集会では、自治体現場から「枚方市一般職非常勤職員988人に対する一時金・退職金の返還訴訟で、大阪高裁から9月17日に、原告住民の請求を全面的に棄却する逆転判決が下り、上告されずに確定したことを、待遇改善の取り組みに活かしていこう」とする提起(大阪)があった。また、3月末に、滋賀県の高島市で168人の臨時職員、東近江市でも19年にわたる反復更新も含む嘱託職員6人が雇止めされたことを受け、地方労働委員会に不当労働行為の申立てを行っているほか、10月4日には損害賠償請求事件として大津地裁に提訴したことも報告(滋賀)された。

今後の行動提起では、第176回臨時国会でも、官製ワーキングプアをめぐる議論がみられ、片山総務相から「本来のあるべき姿とは異なる使い方がなされているのなら見直す必要がある」との答弁があったことなどを踏まえ、総務相に対する要求書の提出へ向け、10万人署名の集約に取り組んでいくことなどを確認した。

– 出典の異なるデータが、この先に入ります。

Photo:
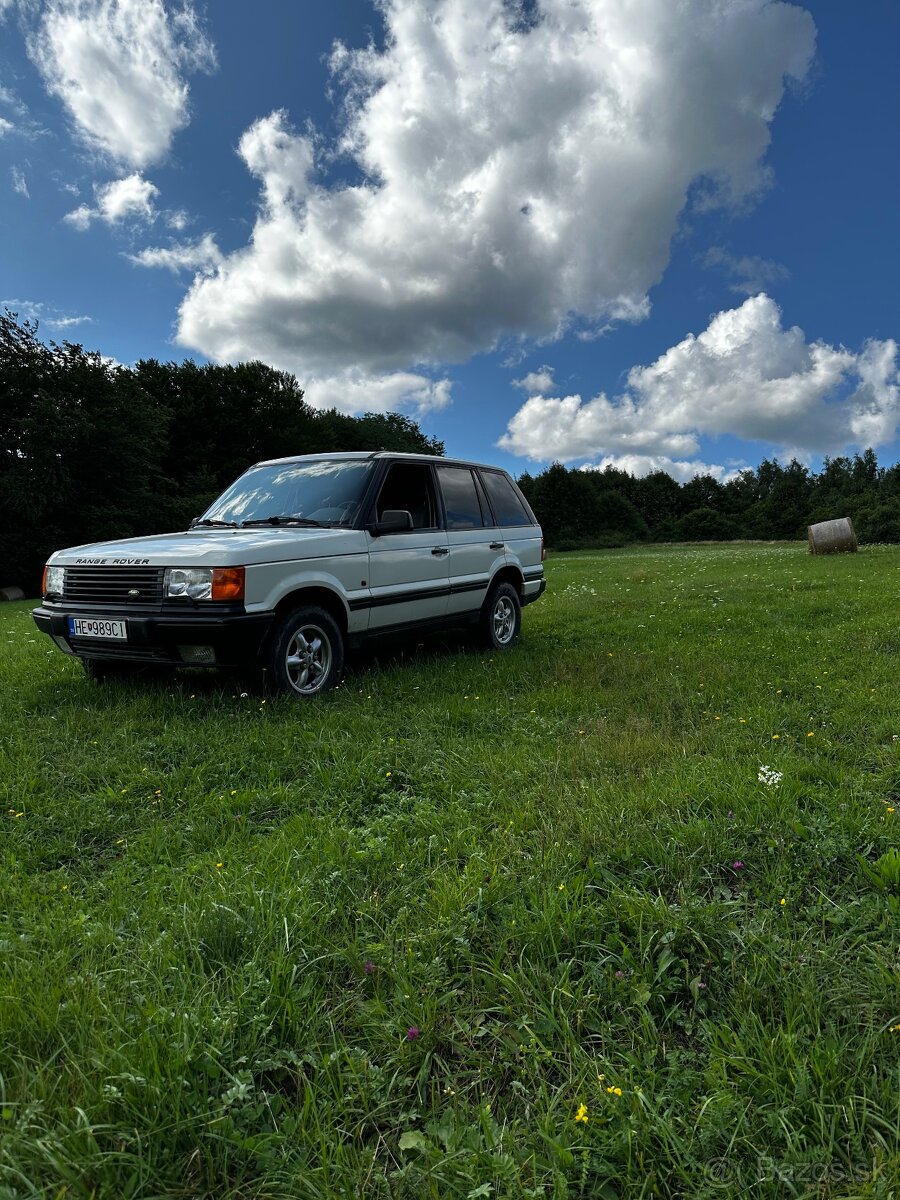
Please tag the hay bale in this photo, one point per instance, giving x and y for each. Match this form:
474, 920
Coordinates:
833, 538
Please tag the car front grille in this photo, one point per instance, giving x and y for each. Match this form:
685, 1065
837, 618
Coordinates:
113, 585
89, 648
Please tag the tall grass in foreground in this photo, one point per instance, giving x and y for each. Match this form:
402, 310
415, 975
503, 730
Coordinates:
613, 915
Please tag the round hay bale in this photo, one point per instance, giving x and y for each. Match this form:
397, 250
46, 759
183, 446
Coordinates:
833, 538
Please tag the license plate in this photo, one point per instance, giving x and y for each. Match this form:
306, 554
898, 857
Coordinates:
96, 627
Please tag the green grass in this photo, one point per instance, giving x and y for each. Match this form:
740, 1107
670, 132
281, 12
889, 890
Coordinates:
221, 916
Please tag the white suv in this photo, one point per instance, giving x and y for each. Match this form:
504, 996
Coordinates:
299, 561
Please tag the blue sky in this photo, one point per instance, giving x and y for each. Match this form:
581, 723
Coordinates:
593, 231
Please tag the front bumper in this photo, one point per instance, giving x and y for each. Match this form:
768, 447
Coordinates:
233, 636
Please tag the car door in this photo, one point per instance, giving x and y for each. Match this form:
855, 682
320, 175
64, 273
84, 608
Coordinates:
409, 577
474, 540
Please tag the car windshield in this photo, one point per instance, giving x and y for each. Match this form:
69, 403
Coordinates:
325, 492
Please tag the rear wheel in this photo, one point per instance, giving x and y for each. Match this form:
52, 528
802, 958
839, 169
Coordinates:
501, 617
305, 657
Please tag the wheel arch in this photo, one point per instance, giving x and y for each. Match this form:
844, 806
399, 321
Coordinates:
508, 574
321, 598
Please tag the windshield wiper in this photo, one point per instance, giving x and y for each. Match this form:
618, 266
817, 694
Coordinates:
300, 521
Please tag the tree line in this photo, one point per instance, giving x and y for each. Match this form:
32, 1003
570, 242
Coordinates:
772, 502
90, 449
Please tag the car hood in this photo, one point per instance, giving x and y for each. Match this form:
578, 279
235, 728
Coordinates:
215, 547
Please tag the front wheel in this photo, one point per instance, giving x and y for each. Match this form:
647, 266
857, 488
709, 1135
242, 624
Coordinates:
501, 617
305, 657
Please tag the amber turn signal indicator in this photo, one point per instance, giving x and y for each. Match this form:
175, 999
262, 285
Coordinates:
228, 583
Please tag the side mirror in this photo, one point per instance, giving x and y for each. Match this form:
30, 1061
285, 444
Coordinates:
393, 521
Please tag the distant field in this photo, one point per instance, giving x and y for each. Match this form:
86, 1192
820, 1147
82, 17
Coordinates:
616, 915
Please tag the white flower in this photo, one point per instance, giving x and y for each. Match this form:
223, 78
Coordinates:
769, 777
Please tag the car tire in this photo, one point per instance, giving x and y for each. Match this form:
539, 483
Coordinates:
305, 655
501, 618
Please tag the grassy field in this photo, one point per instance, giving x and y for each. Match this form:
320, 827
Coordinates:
613, 915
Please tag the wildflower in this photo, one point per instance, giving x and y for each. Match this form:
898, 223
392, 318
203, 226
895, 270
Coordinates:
769, 777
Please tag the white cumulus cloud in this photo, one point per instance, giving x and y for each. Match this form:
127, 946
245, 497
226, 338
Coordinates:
19, 184
537, 383
187, 256
119, 67
123, 199
745, 376
511, 178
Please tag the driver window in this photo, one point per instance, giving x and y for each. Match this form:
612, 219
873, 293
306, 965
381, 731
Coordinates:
409, 486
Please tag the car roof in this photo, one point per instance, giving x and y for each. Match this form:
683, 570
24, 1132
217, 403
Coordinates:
351, 455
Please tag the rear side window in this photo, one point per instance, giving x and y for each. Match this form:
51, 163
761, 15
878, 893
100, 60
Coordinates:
463, 510
504, 501
408, 486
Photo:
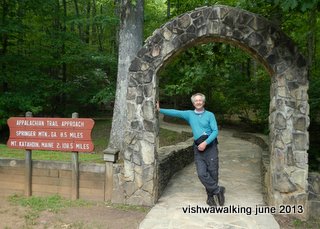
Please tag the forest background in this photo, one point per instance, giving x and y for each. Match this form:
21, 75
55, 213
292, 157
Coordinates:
61, 56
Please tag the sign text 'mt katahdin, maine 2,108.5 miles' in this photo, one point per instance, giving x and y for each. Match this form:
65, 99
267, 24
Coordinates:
60, 134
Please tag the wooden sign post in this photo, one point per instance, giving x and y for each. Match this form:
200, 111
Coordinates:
56, 134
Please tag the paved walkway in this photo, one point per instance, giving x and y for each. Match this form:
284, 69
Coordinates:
183, 203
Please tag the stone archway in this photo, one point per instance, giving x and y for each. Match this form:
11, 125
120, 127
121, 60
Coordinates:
289, 109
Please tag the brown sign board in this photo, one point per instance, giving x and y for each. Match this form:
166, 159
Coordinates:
57, 134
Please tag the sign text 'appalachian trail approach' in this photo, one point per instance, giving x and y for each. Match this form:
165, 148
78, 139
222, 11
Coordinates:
57, 134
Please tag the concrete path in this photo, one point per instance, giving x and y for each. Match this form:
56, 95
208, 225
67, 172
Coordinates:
183, 203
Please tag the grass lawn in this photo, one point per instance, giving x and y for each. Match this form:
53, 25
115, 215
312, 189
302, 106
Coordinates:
100, 136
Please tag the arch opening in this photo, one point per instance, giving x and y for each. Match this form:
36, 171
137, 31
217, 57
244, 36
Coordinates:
288, 112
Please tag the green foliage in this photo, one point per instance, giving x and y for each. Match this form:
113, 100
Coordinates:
232, 81
55, 59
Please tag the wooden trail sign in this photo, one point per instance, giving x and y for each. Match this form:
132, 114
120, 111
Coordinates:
58, 134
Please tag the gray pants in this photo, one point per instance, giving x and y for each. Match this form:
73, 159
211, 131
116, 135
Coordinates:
207, 164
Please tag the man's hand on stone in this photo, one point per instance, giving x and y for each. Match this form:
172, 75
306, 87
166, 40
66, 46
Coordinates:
202, 146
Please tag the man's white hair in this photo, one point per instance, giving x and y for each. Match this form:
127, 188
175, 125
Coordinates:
198, 94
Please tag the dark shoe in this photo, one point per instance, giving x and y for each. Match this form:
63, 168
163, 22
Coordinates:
220, 195
210, 201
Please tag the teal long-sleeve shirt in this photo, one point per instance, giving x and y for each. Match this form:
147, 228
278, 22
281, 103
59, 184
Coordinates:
201, 124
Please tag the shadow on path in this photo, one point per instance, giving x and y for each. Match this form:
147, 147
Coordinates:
183, 203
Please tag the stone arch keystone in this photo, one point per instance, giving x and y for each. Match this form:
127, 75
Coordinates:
289, 110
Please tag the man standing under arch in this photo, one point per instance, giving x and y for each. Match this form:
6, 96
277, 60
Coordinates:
205, 131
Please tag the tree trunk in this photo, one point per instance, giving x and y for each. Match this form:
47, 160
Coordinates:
130, 41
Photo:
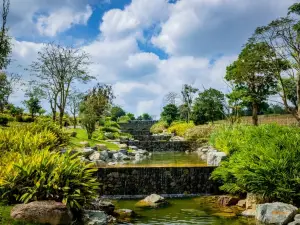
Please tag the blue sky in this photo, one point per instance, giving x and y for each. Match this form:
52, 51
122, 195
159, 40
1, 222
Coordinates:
143, 48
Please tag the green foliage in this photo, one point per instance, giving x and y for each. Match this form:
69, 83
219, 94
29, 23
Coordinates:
3, 120
170, 113
180, 128
208, 106
159, 127
45, 175
33, 105
124, 119
199, 134
264, 160
116, 112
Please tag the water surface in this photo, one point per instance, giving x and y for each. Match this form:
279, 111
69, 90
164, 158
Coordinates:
180, 212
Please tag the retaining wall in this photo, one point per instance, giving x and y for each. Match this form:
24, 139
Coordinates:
161, 180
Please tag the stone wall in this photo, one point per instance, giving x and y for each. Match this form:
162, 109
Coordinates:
162, 180
161, 146
152, 137
137, 125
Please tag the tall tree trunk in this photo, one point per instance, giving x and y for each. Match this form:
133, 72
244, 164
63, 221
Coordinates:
254, 113
61, 116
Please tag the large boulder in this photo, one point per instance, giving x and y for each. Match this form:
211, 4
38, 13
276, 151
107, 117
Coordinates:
50, 212
94, 217
152, 201
101, 205
275, 213
214, 157
94, 156
101, 147
227, 200
104, 155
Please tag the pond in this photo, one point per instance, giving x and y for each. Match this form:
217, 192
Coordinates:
181, 212
167, 159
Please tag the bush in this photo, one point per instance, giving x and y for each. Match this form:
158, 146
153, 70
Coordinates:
44, 175
264, 160
179, 128
3, 120
31, 137
159, 127
199, 134
110, 129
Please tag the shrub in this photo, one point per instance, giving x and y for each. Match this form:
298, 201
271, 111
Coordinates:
110, 129
159, 127
179, 128
31, 137
44, 175
264, 160
3, 120
199, 134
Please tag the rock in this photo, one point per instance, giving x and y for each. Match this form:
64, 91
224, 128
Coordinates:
123, 151
73, 134
176, 138
111, 153
87, 151
275, 213
123, 146
294, 223
94, 156
249, 213
297, 217
133, 147
253, 199
242, 203
125, 213
226, 200
101, 205
94, 217
84, 143
50, 212
152, 201
104, 155
100, 163
194, 212
101, 147
214, 158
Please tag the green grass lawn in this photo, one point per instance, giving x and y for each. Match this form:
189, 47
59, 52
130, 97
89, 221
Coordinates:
82, 136
5, 216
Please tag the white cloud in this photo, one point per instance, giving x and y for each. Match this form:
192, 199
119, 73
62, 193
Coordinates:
62, 20
140, 14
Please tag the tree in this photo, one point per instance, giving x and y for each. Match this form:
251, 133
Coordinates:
96, 104
131, 116
252, 75
144, 116
170, 113
117, 112
7, 84
208, 106
187, 93
282, 35
75, 99
56, 68
5, 41
33, 105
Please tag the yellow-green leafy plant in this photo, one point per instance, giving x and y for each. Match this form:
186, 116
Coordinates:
179, 128
159, 127
46, 175
199, 134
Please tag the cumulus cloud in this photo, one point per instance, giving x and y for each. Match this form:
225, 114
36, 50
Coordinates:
201, 38
62, 20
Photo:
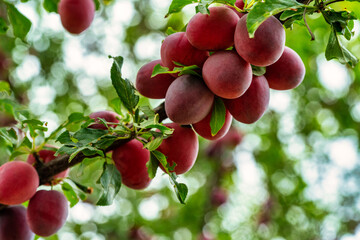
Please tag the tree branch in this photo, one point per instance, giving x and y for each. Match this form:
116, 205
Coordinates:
61, 163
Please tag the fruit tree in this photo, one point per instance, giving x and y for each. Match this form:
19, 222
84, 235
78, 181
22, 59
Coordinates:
179, 119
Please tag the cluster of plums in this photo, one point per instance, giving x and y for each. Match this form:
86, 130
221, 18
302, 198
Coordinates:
219, 44
76, 15
131, 158
46, 212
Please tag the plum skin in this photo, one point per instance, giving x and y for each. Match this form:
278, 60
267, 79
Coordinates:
109, 116
152, 87
47, 156
203, 127
287, 72
252, 105
267, 45
188, 100
240, 4
130, 159
47, 212
76, 15
214, 31
177, 47
227, 75
18, 182
13, 225
181, 147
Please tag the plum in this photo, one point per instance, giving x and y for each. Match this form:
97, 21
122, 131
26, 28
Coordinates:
152, 87
214, 31
130, 159
188, 100
267, 45
18, 182
107, 115
251, 106
226, 74
76, 15
287, 72
47, 212
181, 147
13, 225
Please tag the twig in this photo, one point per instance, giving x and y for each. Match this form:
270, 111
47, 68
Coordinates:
306, 24
48, 170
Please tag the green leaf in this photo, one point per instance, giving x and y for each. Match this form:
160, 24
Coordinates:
116, 105
21, 24
88, 135
182, 70
110, 180
258, 71
162, 128
123, 87
70, 194
162, 159
35, 125
154, 144
335, 50
217, 116
152, 165
170, 31
203, 6
64, 138
87, 151
181, 189
3, 26
77, 117
178, 5
5, 86
263, 10
51, 5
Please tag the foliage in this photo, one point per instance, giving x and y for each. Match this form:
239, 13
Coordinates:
284, 144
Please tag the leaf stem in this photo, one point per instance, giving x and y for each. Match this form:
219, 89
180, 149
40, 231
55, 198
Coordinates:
306, 24
331, 1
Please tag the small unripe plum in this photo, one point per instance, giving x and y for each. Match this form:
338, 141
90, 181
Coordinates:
251, 106
177, 48
214, 31
18, 182
46, 156
47, 212
227, 75
267, 45
130, 159
181, 147
188, 100
218, 196
231, 139
13, 225
76, 15
152, 87
107, 115
203, 127
240, 4
287, 72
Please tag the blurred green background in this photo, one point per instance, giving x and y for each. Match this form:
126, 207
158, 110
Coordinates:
296, 174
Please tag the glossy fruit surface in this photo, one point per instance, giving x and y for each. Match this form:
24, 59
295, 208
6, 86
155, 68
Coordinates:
130, 159
18, 182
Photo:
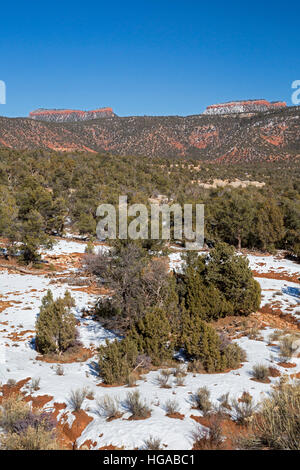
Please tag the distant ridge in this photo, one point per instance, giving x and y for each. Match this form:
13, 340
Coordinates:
235, 137
70, 115
244, 106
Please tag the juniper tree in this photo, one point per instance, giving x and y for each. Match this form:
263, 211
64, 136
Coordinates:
56, 325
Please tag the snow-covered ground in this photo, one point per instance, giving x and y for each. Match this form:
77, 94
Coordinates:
18, 360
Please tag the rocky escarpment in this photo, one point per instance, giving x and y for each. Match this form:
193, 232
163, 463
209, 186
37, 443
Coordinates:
247, 106
70, 115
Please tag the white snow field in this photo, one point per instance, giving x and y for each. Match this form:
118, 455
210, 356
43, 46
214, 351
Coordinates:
18, 360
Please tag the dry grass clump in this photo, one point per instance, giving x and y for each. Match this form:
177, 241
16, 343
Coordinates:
136, 406
24, 429
210, 439
201, 400
77, 397
277, 425
109, 407
153, 443
287, 347
243, 409
224, 401
260, 372
171, 407
163, 378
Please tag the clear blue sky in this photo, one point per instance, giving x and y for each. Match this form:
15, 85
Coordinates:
146, 57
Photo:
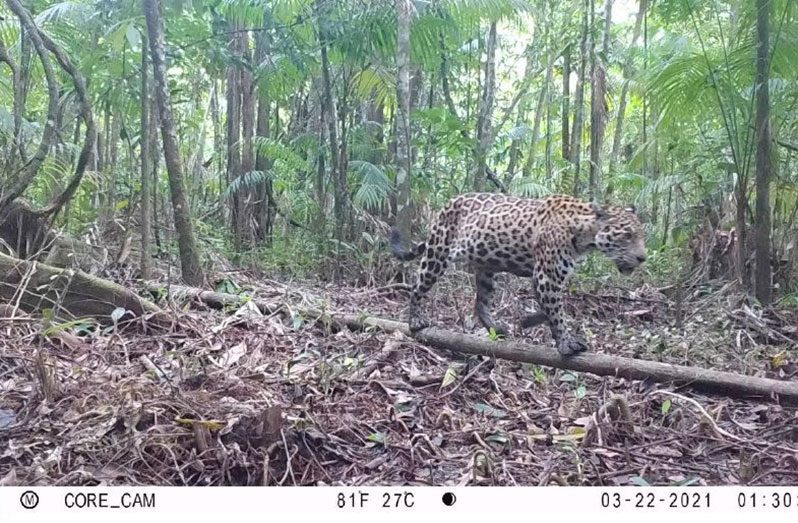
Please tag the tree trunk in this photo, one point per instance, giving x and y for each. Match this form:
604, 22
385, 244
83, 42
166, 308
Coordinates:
404, 211
146, 188
627, 73
763, 155
576, 134
486, 110
189, 253
234, 143
263, 211
598, 113
328, 109
248, 195
566, 102
539, 109
520, 118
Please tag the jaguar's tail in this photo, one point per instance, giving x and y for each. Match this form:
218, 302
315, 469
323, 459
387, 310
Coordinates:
402, 253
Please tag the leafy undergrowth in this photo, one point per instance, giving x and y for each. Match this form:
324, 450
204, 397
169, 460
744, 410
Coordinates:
196, 405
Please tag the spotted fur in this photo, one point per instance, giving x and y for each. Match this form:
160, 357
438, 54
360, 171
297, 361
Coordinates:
542, 239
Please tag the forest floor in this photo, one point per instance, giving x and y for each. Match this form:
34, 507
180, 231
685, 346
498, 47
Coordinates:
196, 405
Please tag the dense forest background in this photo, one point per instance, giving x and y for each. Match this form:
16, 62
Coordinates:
225, 173
287, 136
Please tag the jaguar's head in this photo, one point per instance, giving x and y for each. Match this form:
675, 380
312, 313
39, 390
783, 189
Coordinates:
620, 237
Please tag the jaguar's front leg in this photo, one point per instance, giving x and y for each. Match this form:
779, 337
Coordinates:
550, 296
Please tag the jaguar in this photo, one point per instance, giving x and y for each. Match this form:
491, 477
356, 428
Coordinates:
538, 238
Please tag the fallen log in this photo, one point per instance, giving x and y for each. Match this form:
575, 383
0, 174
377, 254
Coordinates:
698, 378
69, 293
728, 383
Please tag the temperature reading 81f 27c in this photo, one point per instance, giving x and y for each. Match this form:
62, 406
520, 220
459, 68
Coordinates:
361, 499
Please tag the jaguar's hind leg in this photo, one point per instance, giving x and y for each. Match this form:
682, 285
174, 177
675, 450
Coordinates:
485, 286
433, 265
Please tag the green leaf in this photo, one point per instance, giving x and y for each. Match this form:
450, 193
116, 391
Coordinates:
581, 392
133, 36
450, 376
117, 314
490, 411
377, 437
567, 377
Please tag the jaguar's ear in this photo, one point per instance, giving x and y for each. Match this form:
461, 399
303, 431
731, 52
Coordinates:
598, 210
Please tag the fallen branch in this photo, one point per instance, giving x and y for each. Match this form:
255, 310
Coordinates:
69, 293
599, 364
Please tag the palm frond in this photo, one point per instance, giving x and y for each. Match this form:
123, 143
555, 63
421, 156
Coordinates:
374, 187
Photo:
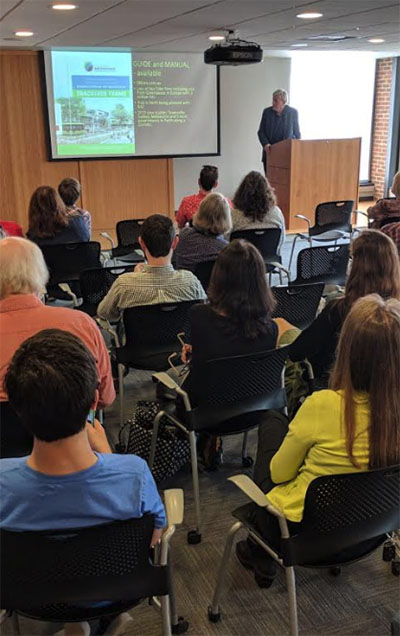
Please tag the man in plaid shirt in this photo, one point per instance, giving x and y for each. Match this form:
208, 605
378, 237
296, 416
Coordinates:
156, 281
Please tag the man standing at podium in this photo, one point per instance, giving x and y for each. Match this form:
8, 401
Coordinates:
278, 122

要求書では、 (1) 合理的理由のない「雇止め」や「3~5年の上限設定」は行わないよう徹底するとともに、「雇用中断期間」を廃止すること (2) 基幹・恒常業務に従事する非正規雇用職員を正規化するとともに、均衡待遇に基づく「任期の定めのない短時間勤務職員制度」を確立すること (3) 非正規雇用職員の賃金について、職責・経験を考慮した賃金決定や一時金・退職金支給を行うよう助言すること (4) 公務公共関係労働者の賃金・労働条件について、自治体職員との均衡待遇に配慮した抜本的な改善を行うよう助言すること (5) 指定管理者制度について、廃止を含め抜本的に見直すこと。また、指定管理・委託先変更に伴う雇用承継を制度化すること――を求めている。

「誇りと怒りの大運動」の全国展開で世論を形成へ

集会であいさつした猿橋均・書記長は、「今年の定期大会では、これまで訴え続けてきたすべての労働者の雇用安定と均等待遇を改めて社会に問い、世論を形成していくための『誇りと怒りの大運動』を、全国で積極的に展開してゆく方針を決定した。当たり前に働けば当たり前の生活ができる誇り、住民サービスを支える重要な役割を果たしている誇りを取り戻せるよう、正規・非正規が一体となり、要求実現に取り組んでいく構えだ」などと述べた。